Automated testing has long been an integral part of the software development and deployment process, the benefits of which are well-established. Among other things, we use tests to ensure code quality, to prevent regression, and in the context of Test-Driven Development (TDD), as part of the code-writing process.
As developers, we're familiar and comfortable with the concept of writing automated test suites as part of our development workflow. When our application leverages external APIs, however, writing those tests comes with a particular set of challenges. Let's explore some of those with an example.

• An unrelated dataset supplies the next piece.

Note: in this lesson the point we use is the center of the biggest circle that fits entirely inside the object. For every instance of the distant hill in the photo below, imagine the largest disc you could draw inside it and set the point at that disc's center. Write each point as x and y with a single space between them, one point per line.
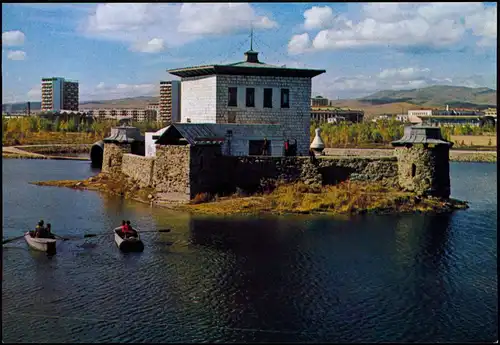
400 101
382 102
438 96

Example: Sending an SMS with the Vonage Messages API
Imagine a scenario where we're developing an application that includes the functionality to send text messages via SMS. This would be an excellent use-case for the Vonage Messages API. In order to implement this functionality using the Messages API, our application could perhaps include a MessagesClient
class which defines a send_sms
method. The purpose of this method would be to send an appropriately formatted POST
request to use the Messages API endpoint:
https://api.nexmo.com/v1/messages
In terms of the dependencies required for testing, our Gemfile
might look something like this (though in reality, our application would likely include some additional dependencies).
Gemfile
# Gemfile
source "https://rubygems.org"
ruby "3.0.0"
gem 'faraday'
group :test do
gem 'rspec'
end
The Faraday gem is a Ruby library for managing HTTP requests and responses.
Our application file would define the MessagesClient
class with its send_sms
method.
app.rb
# app.rb
require "json"
class MessagesClient
URI = 'https://api.nexmo.com/v1/messages'
def send_sms(from_number, to_number, message)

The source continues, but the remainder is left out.